MC Eric B wrote:rdurand - I totally agree with you, but everytime I use a premade hip-hop beat some songfighters give me crap about it, and some even refuse to review my songs because of that. Since I am a songwriter, not a musician, I would rather just focus on writing good songs, so using a premade beat is a big help. But, using premade beats is also a lot of extra work in some ways, because I have to totally rewrite my song to fit a beat I can't change much. So for now I am done using premade beats and am using my new Casio keyboard to make the music for my songs.
Solidarity, brother.
I am more a songwriter than a musician, too. And I am definitely
not a percussionist. I am lucky that my soul doesn't resonate to hip hop very much, so my bind isn't as tight as yours: G&G doesn't
need a funky beat*.
Here's my solutions, in order of "success":
6) None. No percussion. Even groovy songs can work without drums. Our
Baseball vs. Opera has no percussion. Ditto
Exclamation Point.
5) Build beats by hand, sample by sample. Make little loops, then make bigger loops out of little loops, and so on. It's annoying and it doesn't sound organic or interesting, but it carries the beat. Our
Safety in Numbers sucks, but not because of the handmade drum loops.

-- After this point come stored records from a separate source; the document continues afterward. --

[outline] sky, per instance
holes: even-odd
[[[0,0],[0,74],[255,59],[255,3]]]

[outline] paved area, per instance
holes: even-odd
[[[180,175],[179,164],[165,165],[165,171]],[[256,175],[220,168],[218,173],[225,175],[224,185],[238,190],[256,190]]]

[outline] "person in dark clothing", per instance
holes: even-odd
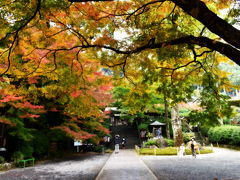
[[[122,148],[125,149],[125,147],[126,147],[126,138],[123,137],[122,138]]]
[[[115,153],[119,153],[119,144],[121,144],[121,138],[119,135],[115,135],[114,144],[115,144]]]
[[[196,158],[196,151],[195,151],[195,146],[197,145],[196,141],[194,140],[194,138],[191,139],[191,150],[192,150],[192,156]]]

Les Anchois actually won! (EDIT: It tied with the more percussively deft
Pipe Fist)
4) Stolen sample loops. Only done this a couple times:
One Less probably worked the best. But it was supplimented with other drum samples pasted in by hand later.
3) Hand percussion. The most underrated instruments, I think. Hand claps are incredibly effective. Our
cover of 15-16 Puzzle's Don't Fix It has just a few hand claps, but they add some funk. Our
Pieces of Eight used: hand claps, beer can tab
a la thumb piano, a wedding ring on a beer bottle, a closed tupperware container with a hole in the top. Our third entry,
Last Date is mostly car keys, pounding my chest, and tapping the head of the microphone. I really like the sound of our
Oversleeping.
2) MIDI keyboard->GarageBand. I'm very lucky to have a nice MIDI electric piano (Xmas present for the whole family!) and a nice Mac Powerbook (for work). I finally bought a MIDI cable and tried it. Our
Pink Ribbon and now our Gray Rainbow are experiments. I have to do a 3 tracks---a bass-snare track, a hi-hat/cymbal track, and a tom track---because I'm only slightly better on keyboards than I am on drums.
1) Don't care about the crap people give you. Don't "totally rewrite (your) song to fit a beat (you) can't change much". Use any of the above techniques unapologetically. Reviewers will give you crap: that's their job. Your job is to write good songs. The Casio corporation's job is to sell you trinkets that you may or may not be able to use to make your songs good. And my job is, apparently, to be kind of snooty and condescending.
*
Yeah, yeah, I know. In some sense it does.
"We don’t write songs about our own largely dull lives. We mostly rely on the time-tested gimmick of making shit up."